As for the fight sequences, undoubtedly the main selling point of the film, they are orchestrated masterfully. While the first movie made me feel like people were genuinely being badly hurt, The Raid 2 made me wonder how no-one was actually killed during filming, as the combination of physicality, incredibly solid sound design and the sheer amount of blood on screen leads to an raw, intense and often wince-inducing experience that is gleefully gory and breathtakingly choreographed. The martial arts are beautifully orchestrated, each fight building on the last and managing to raise the stakes still higher, introducing fresh environments, weapons, and fighting styles.
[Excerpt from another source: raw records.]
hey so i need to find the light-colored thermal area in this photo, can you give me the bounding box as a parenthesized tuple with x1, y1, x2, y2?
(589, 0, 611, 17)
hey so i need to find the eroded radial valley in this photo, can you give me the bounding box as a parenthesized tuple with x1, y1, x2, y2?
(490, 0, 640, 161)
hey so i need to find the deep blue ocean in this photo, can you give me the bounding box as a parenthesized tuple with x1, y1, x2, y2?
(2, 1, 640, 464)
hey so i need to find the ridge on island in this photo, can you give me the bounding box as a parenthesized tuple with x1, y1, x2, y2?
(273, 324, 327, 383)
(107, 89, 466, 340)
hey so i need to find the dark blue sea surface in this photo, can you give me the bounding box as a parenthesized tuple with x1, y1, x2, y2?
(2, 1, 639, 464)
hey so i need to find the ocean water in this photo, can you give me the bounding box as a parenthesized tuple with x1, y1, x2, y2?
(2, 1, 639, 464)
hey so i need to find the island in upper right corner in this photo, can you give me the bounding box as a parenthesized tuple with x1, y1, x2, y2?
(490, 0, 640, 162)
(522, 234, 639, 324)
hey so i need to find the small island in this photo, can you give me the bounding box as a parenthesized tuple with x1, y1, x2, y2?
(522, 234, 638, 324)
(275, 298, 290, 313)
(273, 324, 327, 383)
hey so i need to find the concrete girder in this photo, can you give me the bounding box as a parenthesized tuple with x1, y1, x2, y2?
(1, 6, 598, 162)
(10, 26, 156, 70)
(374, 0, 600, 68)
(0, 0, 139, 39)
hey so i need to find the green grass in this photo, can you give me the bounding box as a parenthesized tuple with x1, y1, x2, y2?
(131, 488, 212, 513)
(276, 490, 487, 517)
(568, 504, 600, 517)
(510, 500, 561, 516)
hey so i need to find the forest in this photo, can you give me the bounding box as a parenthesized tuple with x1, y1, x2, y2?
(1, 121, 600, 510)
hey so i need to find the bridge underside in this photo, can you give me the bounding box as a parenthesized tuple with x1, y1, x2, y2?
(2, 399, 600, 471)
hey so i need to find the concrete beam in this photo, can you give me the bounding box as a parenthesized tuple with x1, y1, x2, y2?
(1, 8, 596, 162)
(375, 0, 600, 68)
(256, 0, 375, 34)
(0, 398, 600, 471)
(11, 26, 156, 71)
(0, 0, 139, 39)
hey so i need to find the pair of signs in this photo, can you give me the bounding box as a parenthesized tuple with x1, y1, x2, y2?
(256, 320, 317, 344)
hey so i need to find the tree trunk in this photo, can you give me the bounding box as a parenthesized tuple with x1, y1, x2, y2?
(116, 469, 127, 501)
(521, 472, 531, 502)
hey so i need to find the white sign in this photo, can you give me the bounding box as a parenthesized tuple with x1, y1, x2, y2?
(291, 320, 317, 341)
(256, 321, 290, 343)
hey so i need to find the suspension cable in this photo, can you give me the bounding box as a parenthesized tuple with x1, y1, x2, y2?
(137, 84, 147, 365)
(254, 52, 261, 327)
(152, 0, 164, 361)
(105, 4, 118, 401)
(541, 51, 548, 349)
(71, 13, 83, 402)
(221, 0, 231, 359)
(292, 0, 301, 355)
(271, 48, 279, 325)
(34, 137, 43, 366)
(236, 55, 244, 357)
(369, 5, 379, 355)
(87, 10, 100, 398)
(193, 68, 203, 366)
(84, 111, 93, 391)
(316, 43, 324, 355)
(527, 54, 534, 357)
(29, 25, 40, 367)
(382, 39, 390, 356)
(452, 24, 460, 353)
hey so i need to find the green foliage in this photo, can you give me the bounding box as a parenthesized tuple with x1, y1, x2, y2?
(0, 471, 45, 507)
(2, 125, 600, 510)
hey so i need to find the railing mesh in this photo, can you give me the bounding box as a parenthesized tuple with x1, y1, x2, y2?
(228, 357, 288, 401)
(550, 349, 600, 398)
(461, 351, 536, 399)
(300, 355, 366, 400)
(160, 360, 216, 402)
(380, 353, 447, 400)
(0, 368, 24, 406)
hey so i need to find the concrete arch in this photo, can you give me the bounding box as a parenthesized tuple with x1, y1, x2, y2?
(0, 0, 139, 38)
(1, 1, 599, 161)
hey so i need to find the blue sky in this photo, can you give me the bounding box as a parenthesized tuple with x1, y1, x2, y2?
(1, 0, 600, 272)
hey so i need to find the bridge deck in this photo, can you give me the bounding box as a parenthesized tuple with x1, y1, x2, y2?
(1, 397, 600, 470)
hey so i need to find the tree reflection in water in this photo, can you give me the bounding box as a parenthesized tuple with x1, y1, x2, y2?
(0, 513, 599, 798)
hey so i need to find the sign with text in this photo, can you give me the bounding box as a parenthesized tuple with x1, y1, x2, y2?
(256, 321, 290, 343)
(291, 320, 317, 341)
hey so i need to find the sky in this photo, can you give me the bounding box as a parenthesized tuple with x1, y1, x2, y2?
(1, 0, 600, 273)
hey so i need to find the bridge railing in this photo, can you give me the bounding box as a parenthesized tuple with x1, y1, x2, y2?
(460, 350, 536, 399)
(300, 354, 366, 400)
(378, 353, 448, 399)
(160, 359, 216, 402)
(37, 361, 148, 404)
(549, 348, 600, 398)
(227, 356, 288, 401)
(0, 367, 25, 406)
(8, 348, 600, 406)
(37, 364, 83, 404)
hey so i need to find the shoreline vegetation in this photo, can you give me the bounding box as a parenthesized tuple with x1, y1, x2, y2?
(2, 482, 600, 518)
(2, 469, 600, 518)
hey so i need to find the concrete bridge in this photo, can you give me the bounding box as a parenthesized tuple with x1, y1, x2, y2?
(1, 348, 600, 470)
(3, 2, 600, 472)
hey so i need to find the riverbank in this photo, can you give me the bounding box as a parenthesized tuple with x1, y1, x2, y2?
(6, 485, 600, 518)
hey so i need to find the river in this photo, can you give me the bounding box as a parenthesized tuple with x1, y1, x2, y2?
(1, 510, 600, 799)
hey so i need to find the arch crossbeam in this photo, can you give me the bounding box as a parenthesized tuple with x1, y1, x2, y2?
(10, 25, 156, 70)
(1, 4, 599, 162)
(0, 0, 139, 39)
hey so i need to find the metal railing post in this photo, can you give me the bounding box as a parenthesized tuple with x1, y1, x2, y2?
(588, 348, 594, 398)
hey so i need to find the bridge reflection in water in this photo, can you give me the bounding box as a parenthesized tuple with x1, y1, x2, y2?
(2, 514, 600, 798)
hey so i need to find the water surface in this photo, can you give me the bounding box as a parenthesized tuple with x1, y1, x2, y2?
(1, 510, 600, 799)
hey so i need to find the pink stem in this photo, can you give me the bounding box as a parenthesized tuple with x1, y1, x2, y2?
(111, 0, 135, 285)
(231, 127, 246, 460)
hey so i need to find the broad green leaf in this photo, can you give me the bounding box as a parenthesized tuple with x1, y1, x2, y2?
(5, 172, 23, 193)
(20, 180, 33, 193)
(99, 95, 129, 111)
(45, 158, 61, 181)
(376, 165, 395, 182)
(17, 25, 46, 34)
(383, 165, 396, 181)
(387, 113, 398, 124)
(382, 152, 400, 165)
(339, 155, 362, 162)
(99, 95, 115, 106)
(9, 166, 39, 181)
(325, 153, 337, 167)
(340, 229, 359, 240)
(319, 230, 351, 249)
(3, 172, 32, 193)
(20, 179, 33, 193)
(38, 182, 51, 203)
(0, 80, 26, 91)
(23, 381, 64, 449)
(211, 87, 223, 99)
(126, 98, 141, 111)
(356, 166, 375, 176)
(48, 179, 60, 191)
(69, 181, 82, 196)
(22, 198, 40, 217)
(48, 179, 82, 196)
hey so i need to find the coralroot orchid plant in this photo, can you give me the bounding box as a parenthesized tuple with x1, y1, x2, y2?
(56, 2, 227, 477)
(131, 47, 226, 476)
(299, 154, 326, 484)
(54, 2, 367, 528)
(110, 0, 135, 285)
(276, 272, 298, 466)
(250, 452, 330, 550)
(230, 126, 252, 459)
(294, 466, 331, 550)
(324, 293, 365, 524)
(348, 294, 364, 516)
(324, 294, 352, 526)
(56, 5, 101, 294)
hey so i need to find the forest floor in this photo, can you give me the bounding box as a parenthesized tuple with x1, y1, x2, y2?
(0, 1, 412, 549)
The cast all perform extremely well, Iko Uwais particularly lending an electrifyingly intense screen presence that shifts seamlessly between sullen, desperate, and incredibly determined. Arifin Putra is more than capable as the up-and-coming young crime lord, his feverish determination bridging the gap between power-hungry and power-mad, and his various rivals and cohorts perform admirably, Julie Estelle providing one of the most memorable screen adversaries despite how little screen time is devoted to her. 

Joseph Trapanese makes a welcome return as lead composer, the pulsing electronic score returning to the fray, remaining unobtrusive but giving the fights an underlying level of menace burning away beneath the crunches and thuds of the martial arts. The joint cinematography between Dimas Sabhono and Matt Flannery is also back, always keeping pace with the whirlwind of action and never feeling like it's simply running to catch up, and providing some starkly bleak establishing shots of the city and surrounding countryside. 

The Raid 2 is an astonishing collection of action, martial arts and intricate character drama that are flawlessly executed, and provides a level of intensity rarely seen on screen. If – like me – you’ve felt that action movies of late have lost their physicality and a sense of genuine threat in favour of headache-inducing CGI and giant robots, then  set aside a couple of hours and see Gareth Evans’ martial arts masterpiece. Trust me; you’ll emerge from the cinema feeling like you’ve been beaten savagely over the head...but in the best possible way.